Posted by php on 10/18/01 11:28
My company recently installed google's search appliance and I am working
on some scripts to display the search results on our various websites.
The problem I'm having is using the XML parsing functions I've used on
other pages is not working because the returned XML has invalid xml
characters in it. For example, the data between the xml tags include
html tags that are supposed to be displayed. But when I parse the xml,
the parse sees these tags as new start tags.

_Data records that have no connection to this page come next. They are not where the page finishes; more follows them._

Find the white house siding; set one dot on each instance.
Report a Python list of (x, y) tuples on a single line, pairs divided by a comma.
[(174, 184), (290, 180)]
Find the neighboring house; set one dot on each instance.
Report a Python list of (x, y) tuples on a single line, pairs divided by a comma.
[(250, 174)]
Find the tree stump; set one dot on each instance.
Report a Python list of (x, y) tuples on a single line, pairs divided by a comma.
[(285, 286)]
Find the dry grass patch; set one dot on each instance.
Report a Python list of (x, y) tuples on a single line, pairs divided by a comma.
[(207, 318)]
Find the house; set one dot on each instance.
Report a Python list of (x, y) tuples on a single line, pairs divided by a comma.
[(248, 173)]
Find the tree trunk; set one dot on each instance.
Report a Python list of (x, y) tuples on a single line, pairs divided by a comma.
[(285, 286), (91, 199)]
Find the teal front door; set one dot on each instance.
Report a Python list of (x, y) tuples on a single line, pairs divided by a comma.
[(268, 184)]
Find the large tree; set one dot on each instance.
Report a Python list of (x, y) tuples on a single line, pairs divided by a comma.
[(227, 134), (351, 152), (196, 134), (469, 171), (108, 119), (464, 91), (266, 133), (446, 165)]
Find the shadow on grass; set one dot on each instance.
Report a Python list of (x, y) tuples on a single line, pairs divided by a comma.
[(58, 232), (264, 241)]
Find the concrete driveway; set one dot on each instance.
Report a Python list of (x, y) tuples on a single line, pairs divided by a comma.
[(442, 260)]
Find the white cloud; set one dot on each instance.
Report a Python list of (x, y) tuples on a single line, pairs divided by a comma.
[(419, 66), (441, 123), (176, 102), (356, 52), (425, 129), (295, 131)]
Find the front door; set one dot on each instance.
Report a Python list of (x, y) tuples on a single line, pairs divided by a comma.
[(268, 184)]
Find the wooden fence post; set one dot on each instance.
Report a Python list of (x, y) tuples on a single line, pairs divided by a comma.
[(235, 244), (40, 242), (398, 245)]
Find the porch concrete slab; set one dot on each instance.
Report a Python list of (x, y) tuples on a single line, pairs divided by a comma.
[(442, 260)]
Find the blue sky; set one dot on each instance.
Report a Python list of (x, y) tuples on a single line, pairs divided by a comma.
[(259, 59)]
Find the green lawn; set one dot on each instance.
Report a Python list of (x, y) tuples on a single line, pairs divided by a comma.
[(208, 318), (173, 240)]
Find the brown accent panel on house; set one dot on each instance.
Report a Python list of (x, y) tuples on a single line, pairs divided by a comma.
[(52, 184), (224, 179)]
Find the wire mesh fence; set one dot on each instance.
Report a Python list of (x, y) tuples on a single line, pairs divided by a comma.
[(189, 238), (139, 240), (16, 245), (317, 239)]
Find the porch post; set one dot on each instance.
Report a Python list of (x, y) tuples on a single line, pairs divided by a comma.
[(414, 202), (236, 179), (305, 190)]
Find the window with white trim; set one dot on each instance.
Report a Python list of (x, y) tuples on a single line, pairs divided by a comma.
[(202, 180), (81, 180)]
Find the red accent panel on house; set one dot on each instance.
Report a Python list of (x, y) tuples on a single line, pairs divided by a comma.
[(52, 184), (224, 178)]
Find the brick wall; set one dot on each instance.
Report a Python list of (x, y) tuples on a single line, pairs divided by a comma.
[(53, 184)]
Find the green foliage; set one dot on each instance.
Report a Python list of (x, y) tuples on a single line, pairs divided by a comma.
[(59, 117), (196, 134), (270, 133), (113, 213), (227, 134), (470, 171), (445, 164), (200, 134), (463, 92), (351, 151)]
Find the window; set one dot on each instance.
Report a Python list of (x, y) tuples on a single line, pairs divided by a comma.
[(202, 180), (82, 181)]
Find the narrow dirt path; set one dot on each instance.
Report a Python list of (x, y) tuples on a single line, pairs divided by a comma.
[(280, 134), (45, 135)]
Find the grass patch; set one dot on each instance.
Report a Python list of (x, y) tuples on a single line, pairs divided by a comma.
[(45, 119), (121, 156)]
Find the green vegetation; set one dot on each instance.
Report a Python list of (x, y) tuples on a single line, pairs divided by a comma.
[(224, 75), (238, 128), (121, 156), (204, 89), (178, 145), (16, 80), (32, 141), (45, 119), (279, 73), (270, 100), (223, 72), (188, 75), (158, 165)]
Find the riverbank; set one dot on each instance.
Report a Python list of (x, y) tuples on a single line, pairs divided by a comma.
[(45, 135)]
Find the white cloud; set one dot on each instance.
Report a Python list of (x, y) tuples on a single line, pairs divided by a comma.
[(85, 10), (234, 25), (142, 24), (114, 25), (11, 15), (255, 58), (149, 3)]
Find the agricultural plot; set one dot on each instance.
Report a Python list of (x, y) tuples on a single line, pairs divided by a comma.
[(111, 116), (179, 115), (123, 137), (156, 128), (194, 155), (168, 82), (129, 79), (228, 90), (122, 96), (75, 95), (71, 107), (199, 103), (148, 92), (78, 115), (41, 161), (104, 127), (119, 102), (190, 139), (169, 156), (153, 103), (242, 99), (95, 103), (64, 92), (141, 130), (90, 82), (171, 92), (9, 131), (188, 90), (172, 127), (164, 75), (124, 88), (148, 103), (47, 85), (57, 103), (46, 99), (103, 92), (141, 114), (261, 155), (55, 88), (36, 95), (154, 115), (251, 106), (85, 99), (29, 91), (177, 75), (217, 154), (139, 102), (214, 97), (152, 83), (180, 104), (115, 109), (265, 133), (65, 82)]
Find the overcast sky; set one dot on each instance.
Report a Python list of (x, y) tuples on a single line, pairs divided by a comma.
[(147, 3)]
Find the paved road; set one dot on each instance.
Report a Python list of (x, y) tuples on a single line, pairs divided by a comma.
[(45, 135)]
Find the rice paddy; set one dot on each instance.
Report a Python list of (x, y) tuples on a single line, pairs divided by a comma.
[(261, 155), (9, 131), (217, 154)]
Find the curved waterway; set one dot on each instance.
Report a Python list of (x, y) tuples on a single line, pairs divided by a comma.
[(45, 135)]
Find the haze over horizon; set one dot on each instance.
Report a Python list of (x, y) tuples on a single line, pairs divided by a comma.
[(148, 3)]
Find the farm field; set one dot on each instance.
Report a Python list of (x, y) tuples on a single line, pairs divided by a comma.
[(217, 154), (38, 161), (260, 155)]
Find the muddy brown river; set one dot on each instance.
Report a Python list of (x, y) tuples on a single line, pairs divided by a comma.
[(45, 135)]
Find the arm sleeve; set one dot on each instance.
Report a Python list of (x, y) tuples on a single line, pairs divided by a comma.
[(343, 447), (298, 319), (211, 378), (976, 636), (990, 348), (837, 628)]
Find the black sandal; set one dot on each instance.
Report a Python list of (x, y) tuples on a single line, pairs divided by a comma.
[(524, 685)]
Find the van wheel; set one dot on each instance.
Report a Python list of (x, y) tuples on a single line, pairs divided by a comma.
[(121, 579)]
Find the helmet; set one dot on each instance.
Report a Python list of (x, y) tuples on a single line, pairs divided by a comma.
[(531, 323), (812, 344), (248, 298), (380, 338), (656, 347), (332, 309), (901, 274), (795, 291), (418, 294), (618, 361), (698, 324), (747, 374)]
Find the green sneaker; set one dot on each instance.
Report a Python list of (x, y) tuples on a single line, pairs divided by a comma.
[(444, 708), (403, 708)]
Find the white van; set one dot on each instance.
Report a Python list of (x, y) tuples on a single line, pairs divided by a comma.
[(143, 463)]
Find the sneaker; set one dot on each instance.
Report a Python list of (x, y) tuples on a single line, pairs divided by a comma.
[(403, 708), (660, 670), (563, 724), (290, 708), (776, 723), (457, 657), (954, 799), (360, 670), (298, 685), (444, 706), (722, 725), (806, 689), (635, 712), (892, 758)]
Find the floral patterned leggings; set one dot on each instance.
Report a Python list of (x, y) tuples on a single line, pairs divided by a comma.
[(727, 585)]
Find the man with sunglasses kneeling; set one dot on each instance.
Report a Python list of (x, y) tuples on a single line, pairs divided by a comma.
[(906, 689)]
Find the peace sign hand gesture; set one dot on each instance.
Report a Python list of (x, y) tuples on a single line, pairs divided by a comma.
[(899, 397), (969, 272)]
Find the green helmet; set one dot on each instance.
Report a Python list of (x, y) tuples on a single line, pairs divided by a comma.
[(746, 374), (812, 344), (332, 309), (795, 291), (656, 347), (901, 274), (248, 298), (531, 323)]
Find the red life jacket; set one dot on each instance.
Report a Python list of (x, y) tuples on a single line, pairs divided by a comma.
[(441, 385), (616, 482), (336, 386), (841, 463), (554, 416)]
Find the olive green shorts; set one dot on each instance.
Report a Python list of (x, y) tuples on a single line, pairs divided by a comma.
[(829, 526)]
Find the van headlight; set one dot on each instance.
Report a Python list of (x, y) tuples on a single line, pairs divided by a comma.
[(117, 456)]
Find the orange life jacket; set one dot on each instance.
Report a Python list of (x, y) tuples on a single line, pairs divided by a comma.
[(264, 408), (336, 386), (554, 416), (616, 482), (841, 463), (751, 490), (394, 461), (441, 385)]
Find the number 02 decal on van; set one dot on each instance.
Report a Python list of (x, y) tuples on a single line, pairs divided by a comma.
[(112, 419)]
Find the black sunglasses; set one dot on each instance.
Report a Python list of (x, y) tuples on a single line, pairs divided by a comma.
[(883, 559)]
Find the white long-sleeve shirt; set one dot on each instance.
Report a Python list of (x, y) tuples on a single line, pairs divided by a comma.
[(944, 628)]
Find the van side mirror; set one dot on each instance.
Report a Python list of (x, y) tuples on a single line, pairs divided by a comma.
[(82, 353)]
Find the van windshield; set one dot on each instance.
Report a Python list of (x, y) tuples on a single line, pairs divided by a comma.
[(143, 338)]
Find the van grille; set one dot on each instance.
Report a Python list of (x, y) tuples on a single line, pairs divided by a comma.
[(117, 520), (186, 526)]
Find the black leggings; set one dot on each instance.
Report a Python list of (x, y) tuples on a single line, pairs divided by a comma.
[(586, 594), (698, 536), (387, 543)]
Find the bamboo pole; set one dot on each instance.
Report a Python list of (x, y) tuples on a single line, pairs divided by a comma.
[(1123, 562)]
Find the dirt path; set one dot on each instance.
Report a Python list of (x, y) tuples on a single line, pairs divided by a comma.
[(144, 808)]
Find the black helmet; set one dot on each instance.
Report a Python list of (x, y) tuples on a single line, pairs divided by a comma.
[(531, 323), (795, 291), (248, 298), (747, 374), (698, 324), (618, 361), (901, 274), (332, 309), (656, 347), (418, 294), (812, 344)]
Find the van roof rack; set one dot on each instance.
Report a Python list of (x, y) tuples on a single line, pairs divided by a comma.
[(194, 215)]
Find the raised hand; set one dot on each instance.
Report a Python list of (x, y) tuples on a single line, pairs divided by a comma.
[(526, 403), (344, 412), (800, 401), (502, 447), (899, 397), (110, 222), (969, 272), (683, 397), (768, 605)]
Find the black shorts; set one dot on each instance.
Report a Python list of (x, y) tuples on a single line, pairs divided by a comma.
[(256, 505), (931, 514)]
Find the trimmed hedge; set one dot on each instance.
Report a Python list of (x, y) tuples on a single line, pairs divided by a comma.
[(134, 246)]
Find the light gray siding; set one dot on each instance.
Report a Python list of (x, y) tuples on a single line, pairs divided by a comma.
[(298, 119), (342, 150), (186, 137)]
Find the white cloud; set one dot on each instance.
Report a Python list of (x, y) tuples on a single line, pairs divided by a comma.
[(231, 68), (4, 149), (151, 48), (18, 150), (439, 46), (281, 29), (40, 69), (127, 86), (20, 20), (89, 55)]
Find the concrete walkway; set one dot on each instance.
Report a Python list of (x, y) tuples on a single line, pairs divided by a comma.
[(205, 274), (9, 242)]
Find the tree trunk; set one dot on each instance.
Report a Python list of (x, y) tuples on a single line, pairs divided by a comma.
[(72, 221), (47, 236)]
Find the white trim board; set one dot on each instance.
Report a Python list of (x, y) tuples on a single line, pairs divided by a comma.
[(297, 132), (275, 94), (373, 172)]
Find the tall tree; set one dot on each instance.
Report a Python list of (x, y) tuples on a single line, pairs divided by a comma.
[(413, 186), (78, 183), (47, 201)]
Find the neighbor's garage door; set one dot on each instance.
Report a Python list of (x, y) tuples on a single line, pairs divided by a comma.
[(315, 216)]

Is there a way to work
around this or a different way to parse this document? I've heard a
little about XSLT really don't know anything about it and am wondering
if that is the way to deal with it?
Here is a part of the XML returned by the google appliance:
<GSP VER="3.2">
<TM>0.008398</TM>
<Q>information services</Q>
<PARAM name="q" value="information services"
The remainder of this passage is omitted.